Today was the first time since March that I've actually had the chance to sit in a church service. Between vacation and teaching Sunday school, my only real "church" for the past month or so has been the podcasts I listen to during my workouts (and to be honest I haven't worked out in a week...so that should tell you something right there). Thus lately I have felt pretty disconnected from God and honestly had mix feelings about going to church today. For the most part I truly do enjoy my church. My pastor is an excellent preacher and I know enough people to feel connected in some way. But, I always seem to struggle to actually get myself there. It's kinda like going to the gym for me.....I know I should go, I know once I get there I will be glad I went, but the getting myself there is the hard part. Anyway, I went and it was good.....until our pastor mentioned to "B" word. Now maybe you don't know what the "B" word is....No it's not what you're thinking, if you're thinking of a semi-curse word....for me the "B" word is baptism.
I don't know why but baptism has always been such a hard topic for me.
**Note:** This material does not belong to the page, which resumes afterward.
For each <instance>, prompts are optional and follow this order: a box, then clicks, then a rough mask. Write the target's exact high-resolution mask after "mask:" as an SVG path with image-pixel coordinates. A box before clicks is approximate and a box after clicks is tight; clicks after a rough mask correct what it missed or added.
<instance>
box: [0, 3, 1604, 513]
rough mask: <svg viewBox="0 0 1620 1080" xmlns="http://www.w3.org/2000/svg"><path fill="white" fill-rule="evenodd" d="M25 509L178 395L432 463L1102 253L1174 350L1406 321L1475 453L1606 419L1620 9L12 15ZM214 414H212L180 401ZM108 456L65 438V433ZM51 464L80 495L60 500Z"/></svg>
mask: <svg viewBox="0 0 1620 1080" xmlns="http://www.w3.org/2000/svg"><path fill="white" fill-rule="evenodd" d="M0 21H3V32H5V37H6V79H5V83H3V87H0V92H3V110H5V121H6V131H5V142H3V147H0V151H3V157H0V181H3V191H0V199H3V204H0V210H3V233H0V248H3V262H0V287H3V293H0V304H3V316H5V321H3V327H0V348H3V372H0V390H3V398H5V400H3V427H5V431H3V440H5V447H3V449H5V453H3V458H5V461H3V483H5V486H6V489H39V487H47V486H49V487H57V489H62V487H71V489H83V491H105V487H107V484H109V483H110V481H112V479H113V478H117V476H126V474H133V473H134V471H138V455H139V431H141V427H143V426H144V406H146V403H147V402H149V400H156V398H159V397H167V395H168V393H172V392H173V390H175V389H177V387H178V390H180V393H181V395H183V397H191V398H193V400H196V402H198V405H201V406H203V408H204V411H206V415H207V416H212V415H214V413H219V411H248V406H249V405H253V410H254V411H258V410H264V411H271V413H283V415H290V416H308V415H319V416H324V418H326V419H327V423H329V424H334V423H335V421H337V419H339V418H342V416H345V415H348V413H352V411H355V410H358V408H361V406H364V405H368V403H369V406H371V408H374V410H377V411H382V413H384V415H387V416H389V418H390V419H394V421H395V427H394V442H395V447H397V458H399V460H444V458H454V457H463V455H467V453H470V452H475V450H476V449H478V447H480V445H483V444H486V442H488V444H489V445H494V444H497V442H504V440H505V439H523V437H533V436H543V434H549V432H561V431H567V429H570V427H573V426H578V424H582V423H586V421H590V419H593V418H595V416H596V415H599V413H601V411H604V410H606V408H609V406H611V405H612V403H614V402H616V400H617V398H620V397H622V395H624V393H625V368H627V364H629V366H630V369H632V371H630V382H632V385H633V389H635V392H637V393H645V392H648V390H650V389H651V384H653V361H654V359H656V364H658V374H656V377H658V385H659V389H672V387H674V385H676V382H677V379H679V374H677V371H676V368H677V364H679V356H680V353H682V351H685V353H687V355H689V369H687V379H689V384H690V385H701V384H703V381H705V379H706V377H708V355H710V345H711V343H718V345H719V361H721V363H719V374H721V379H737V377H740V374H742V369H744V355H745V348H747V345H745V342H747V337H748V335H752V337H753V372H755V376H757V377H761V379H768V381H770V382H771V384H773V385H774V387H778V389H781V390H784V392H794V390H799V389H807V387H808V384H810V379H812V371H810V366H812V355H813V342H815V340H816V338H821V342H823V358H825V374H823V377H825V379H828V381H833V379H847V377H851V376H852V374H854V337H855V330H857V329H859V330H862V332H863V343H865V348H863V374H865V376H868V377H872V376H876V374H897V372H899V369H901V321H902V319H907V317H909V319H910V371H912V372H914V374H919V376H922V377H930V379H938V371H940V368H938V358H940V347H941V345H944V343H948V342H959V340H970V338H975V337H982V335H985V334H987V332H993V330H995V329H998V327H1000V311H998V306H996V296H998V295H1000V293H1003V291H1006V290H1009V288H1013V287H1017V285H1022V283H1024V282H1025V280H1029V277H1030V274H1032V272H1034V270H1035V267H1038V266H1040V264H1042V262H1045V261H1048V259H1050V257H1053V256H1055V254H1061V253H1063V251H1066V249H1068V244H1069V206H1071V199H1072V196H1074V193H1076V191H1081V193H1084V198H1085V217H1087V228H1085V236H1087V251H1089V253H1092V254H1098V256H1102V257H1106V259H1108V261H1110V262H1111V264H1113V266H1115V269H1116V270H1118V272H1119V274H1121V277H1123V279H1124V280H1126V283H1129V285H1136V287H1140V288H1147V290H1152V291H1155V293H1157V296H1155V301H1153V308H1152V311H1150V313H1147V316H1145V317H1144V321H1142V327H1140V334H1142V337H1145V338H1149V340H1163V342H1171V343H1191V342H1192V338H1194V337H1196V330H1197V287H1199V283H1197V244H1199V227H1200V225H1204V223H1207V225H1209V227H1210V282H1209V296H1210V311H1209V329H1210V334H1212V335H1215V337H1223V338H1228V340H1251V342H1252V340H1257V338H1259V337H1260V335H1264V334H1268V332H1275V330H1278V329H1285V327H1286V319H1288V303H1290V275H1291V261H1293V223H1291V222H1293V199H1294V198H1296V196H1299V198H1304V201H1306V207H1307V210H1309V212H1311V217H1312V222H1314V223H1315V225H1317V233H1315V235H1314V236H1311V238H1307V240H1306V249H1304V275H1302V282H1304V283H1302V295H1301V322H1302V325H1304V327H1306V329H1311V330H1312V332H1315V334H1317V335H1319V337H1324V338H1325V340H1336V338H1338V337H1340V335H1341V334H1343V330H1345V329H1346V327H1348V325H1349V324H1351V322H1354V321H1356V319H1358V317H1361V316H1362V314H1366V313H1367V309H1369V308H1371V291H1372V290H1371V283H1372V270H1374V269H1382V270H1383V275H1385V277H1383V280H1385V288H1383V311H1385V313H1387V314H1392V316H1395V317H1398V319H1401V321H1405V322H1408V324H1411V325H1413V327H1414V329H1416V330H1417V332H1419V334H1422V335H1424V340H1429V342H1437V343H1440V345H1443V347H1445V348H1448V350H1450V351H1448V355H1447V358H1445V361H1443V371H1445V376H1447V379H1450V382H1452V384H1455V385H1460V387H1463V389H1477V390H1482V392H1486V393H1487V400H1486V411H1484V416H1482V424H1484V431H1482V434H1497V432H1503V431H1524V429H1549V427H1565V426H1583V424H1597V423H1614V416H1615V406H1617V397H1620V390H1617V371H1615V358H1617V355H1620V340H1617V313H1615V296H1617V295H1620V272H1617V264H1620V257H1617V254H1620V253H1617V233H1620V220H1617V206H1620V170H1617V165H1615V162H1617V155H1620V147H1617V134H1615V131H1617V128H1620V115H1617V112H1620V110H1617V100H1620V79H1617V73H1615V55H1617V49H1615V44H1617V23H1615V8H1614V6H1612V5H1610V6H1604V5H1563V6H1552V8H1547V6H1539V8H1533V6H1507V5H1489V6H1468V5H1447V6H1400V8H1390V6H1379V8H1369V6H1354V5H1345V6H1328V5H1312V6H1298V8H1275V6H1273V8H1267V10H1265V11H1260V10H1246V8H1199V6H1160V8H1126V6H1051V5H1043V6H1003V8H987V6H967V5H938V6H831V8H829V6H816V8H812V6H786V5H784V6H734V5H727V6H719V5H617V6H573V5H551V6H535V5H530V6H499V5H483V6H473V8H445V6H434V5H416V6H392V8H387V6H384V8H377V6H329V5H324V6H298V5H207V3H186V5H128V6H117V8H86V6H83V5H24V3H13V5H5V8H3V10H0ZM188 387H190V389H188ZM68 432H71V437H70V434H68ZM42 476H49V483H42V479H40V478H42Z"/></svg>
I hate when it comes up in service because it seems no matter how much of a handle I think I have on the issue, it always blows up in my face the second anyone mentions the word. You see, I was baptized when I was 13 years old. I remember wearing the white robe, climbing into a church members pool, and I'm sure there are pictures somewhere of my former pastor dunking me in water. The only problem was/is...I didn't become a Christian until I was 14. For me, at the time, baptism was just something you did as sort of a rite of passage. All my friends were doing it and I knew my parents wanted me to do it....so I did it. Then a few years ago when I re-committed my life to Christ I started to feel really dirty about it....like somehow I had cheated God and myself out of this holy experience by not really understanding or even caring about why I had done it.
In recent years I've thought a lot about being baptized again...this time with meaning....but I always seem to find myself hung up on one thing or another. For a long while I couldn't entertain the idea of being baptized because I really didn't get the point of it. I remember going around asking a bunch of people why we get baptized and getting the same rhetorical response from ALL of them (That it's "an outward expression of what God is doing inwardly") and that kind of just pissed me off since I couldn't really understand the heart behind their words. And although I've now come to a more clearer understanding of what that means....that it's symbolizing your "death" (being buried in water) to sin and being made "alive" (coming out of the water) in Christ, that only brings up new questions for me. For instance, how can anyone justify claiming to be dead to sin in one symbolic moment, when before the day is over (or in my case the next hour even) they will sin again?! Isn't that like lying to God? And I know God sees the heart and that whether or not we are baptized we are called to live a life of holiness.....but how can I stand there in front of a crowd of witnesses and proclaim such a promise that I can't keep? And before anyone jumps all over me....I know my theology is off here. We are human and not perfect, only God is perfect and that's why He sent Jesus as our Savior to pay for our sin so that sin would no longer have a hold on us...but I can't seem to connect all the dots here in my mind.
Then there's the measly little problem of somebody else having to dunk you in the water. For one thing, I feel as if baptism should be a holy moment and moments like that you don't just want to share with anyone....you want those who love you and care for you the most standing by your side. So why is it that only pastors baptize people? I'm sure there is a logical reason for it that makes sense, but if I were honest it's definitely a hang up of mine. I often think, however sacrilegious as this may sound, that I would rather be baptized in a dunk tank then be dunked under water by someone who I don't feel completely comfortable around...and since none of my local friends are becoming ordained ministers any time soon...well you get the picture.
The thing is....I know eventually I will probably come around, figure out all my feelings on the matter and finally get baptized. And I know that when it does happen it will be in God's perfect timing......but until then....the "B" word will continue to haunt me.